Prof. Dr. Temel Yılmaz, gizli şeker dönemindeki hastaların önemli bir bölümünde kalp-damar problemlerinin görüldüğünü anımsatarak “Gizli şeker dönemi hiçbir belirti vermemesine karşın organ hasarlarının ortaya çıkması nedeniyle diabetelojide özel bir önem taşır. Bu dönemde açlık kan şekeri normaldir. Gizli şekerde teşhis ancak tokluk kan şekeri ile yapılır. Toklukta kan şekerinin 140’ın üzerine çıkması önemli bir gizli şeker açısından göstergedir. Bu nedenle özellikle risk grubunda olanlar mutlaka bununla ilişkili olarak tetkik ve kontrollerini yaptırmak zorundadır” dedi.
 

Şeker koması

Şeker koması ikiye ayrılıyor. Şeker yükselme koması ve düşük şeker (hipoglisemi) koması. Prof. Dr. Temel Yılmaz, yüksek şeker komasının yetersiz ilaç ve insülin ya da ani ortaya çıkan ateşli hastalık veya sağlık sorunu ile hastadaki insülin ihtiyacının ani artışına bağlı olarak ortaya çıkan bir durum olduğunu anlattı. Yılmaz, diyabet hastalarına tatlandırıcı kullanmayı tavsiye etmediklerini anımsatarak “Tatlandırıcılarla imal edilmiş tatlıları biz önermiyoruz. Eğer yenilirse de sınırlı olarak alınmasını tavsiye ediyoruz” dedi.
 

Umut veren gelişmeler

Şeker hastalığı ile ilgili son yıllarda büyük gelişmeler yaşanıyor. Yapay pankreas, adacık hücre nakli ve kök hücre ile ilgili çalışmalar sürüyor.
 

Kök hücre nakli

Prof. Dr.
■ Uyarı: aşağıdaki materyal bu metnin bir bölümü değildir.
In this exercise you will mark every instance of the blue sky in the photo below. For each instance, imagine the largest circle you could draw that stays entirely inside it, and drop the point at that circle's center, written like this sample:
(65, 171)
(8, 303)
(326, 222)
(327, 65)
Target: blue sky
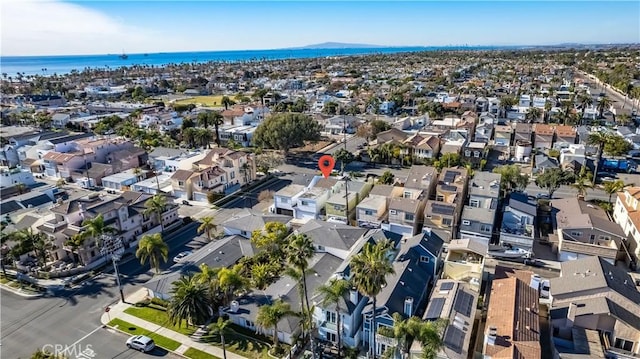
(91, 27)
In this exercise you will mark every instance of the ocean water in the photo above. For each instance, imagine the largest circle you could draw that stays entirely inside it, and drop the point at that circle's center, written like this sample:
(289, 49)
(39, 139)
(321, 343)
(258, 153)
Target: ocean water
(49, 65)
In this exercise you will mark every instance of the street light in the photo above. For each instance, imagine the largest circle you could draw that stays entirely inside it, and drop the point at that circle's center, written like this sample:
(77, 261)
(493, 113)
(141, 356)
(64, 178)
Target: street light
(112, 247)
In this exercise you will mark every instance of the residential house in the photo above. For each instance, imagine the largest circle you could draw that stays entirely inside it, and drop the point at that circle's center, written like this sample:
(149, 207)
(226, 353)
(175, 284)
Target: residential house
(544, 135)
(584, 229)
(502, 136)
(523, 132)
(474, 153)
(478, 216)
(594, 295)
(406, 293)
(393, 135)
(465, 261)
(565, 136)
(246, 221)
(626, 213)
(512, 328)
(372, 210)
(341, 206)
(573, 157)
(453, 303)
(484, 129)
(518, 222)
(443, 213)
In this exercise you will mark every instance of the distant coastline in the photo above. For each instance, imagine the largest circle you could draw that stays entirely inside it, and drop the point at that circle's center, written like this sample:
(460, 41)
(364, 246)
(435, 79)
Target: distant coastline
(49, 65)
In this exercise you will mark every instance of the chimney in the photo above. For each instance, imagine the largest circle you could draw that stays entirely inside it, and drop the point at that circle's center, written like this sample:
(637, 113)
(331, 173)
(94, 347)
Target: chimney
(490, 337)
(353, 296)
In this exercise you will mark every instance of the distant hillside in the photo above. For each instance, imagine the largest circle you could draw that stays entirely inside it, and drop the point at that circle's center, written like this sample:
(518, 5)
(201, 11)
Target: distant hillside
(336, 45)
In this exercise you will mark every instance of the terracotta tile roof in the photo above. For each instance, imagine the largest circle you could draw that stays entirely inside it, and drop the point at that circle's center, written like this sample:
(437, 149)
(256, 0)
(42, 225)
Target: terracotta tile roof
(513, 312)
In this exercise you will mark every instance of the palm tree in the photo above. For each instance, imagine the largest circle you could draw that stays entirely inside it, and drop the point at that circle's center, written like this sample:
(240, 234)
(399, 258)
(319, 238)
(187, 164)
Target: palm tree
(369, 269)
(207, 226)
(581, 185)
(603, 105)
(332, 294)
(188, 302)
(298, 252)
(220, 327)
(599, 139)
(154, 249)
(271, 314)
(612, 187)
(156, 205)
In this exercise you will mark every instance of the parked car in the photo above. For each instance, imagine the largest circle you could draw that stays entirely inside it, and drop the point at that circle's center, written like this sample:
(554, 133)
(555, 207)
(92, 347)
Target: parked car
(181, 256)
(141, 343)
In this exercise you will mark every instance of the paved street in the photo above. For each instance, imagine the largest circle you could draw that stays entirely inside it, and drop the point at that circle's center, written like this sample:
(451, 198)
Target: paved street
(74, 314)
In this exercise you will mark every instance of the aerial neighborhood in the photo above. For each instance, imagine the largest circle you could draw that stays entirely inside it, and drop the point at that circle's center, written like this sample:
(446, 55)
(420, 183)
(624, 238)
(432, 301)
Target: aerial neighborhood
(483, 204)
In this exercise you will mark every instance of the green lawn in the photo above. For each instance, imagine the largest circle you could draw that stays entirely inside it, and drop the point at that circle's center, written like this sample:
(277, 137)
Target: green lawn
(159, 317)
(243, 342)
(161, 341)
(198, 354)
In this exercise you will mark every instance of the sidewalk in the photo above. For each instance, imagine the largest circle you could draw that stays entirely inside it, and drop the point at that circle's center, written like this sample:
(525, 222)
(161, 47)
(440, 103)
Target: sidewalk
(117, 311)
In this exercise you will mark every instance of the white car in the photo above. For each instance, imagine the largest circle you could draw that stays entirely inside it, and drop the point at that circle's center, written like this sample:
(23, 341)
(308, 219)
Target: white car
(181, 256)
(141, 343)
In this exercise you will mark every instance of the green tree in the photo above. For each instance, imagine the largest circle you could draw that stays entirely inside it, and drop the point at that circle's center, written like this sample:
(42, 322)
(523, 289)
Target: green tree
(207, 226)
(551, 179)
(333, 293)
(270, 315)
(188, 302)
(221, 327)
(369, 270)
(284, 131)
(152, 248)
(156, 205)
(387, 178)
(298, 252)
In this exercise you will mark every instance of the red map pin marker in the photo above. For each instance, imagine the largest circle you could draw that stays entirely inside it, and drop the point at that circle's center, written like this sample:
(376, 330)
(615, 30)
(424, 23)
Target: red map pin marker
(326, 164)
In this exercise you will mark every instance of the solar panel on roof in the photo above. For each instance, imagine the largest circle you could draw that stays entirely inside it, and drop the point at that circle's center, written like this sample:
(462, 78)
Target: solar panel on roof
(435, 309)
(454, 339)
(463, 303)
(446, 286)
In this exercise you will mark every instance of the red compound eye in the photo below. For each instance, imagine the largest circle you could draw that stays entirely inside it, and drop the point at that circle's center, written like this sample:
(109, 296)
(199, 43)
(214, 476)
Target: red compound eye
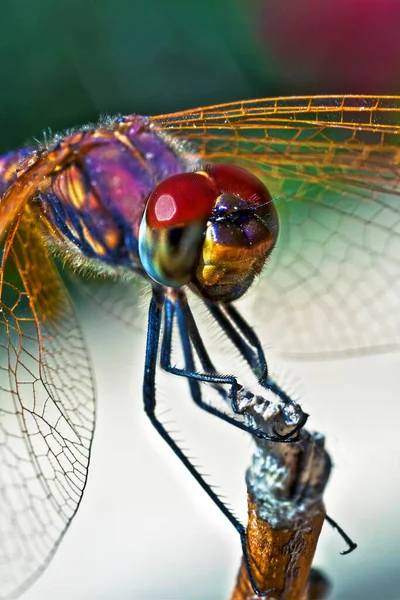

Temel Yılmaz, pankreas naklinin büyük bir operasyon olduğunu, nakil yapılan hastaların ömür boyu ilaç kullanması gerektiğini belirtirken çalışmaların en çok hücre nakli ve kök hücre nakli üzerinde yoğunlaştığını anlattı. “Hücre nakli, adacık nakli çalışmaları da dünyada bunu sürdüren 50 kadar merkez vardır. Bizim üniversitemizde de bu konuda çalışmaları biz yürütüyoruz, başlatıyoruz” diyen Yılmaz, kök hücreden insülin salgılayan hücre yapmak ve vücuda yerleştirmek konusunda da çalışmaların yürütüldüğünü, bu konudaki çalışmaların da devam ettiğini anlattı.
 

Adacık nakli

Adacık naklinin ise daha kolay olduğunu anımsatan Yılmaz, “Adacık nakli hem büyük cerrahi operasyon gerektirmeyen, hastanın bayılmasını, uyutulmasını, bir yerinin kesilip açılmasını gerektirmeyen çok kolay bir işlem. Uygulaması yapılıyor başarı oranı düşük, gider gitmez gittiği doku tarafından reddedilip öldürülebiliyor. Bunun üzerine çalışmalar yapılıyor” diye konuştu.